In the second place, we aren’t “losing” any tax money, we’ve never had it to begin with and you can’t lose what you never had.
In the third place, Burlington or Everett sharing their tax money with Oak Harbor is the biggest crock of all. We said we don’t want any more stores, Burlington and Everett welcomed them, one of the positives is they get more tax revenue. It’s not their problem Oak Harbor decided to forego the tax revenues, bigger cities need the money for their services as badly as we do. The big urban areas couldn’t care less if we stay rural, grow exponentially, or disappear. If we carry this equalization nonsense further, Oak Harbor is a big box city so we should share our tax money with Friday Harbor since they don’t have any big stores. But wait a minute, Friday Harbor should share their money from their stores with Edison since Edison doesn’t have any stores at all. I think you can see where this is going and it is readily apparent that injecting logic and reason will kill equalization in a hurry. The only possible winners are the ones at the end, the truly rural areas. To quote the editor, “It doesn’t get any more “win-win” than that.” No way. Not even close, not in my book.
In the fourth place, since we are “missing” all this money, have no way to get any in the foreseeable future and claim we are rural, maybe we should cut down on some of the big city amenities we seem to think we need.
How about the library? Do we really need water piped to our houses and the sewage pumped away? WAIF can go, don’t animals live in the wild in rural areas? Do we need to have the ambulance or fire department show up in eight minutes? Parks and recreation?

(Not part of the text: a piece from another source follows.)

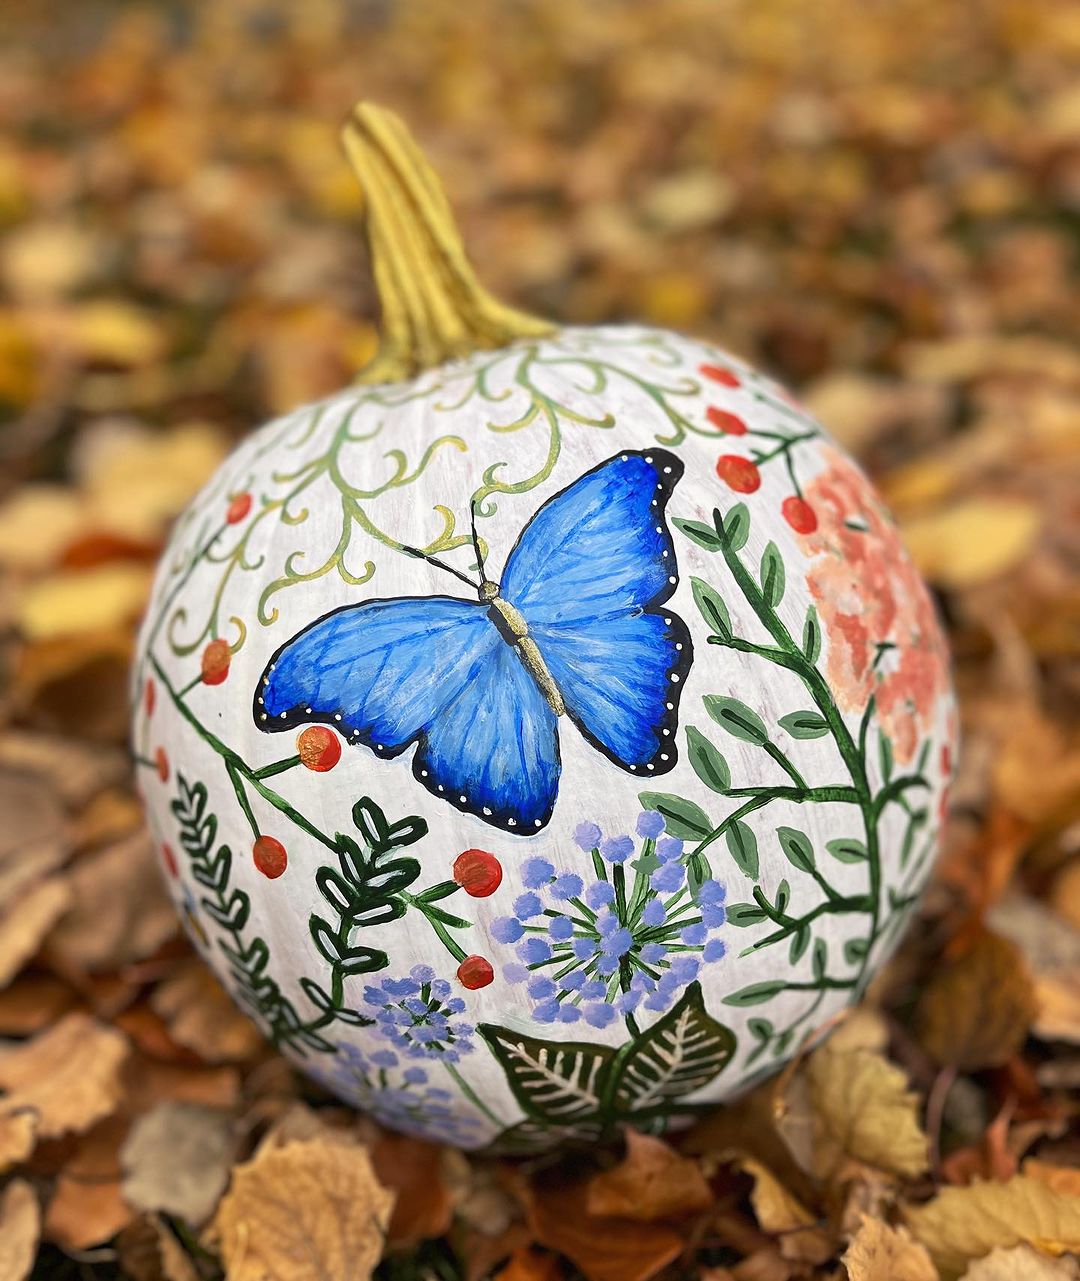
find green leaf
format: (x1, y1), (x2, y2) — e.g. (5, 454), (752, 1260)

Hey, folks, these are big city benefits you think you have to have, but would like somebody else to pay for, and it doesn’t work that way. If you want big city perks, you have to pay big city money.
In the fifth place, I would rather have a 20-acre field with Costco on it than a 20-acre field filled with condos. At least Costco has limited hours, considerably smaller impact on public services (water, sewer, police, fire, etc.) probably even traffic, creates a number of good paying jobs (less traffic off the Island?) and would pay more taxes. On top of all that, they maintain their facilities and I wouldn’t have to drive all the way to Burlington!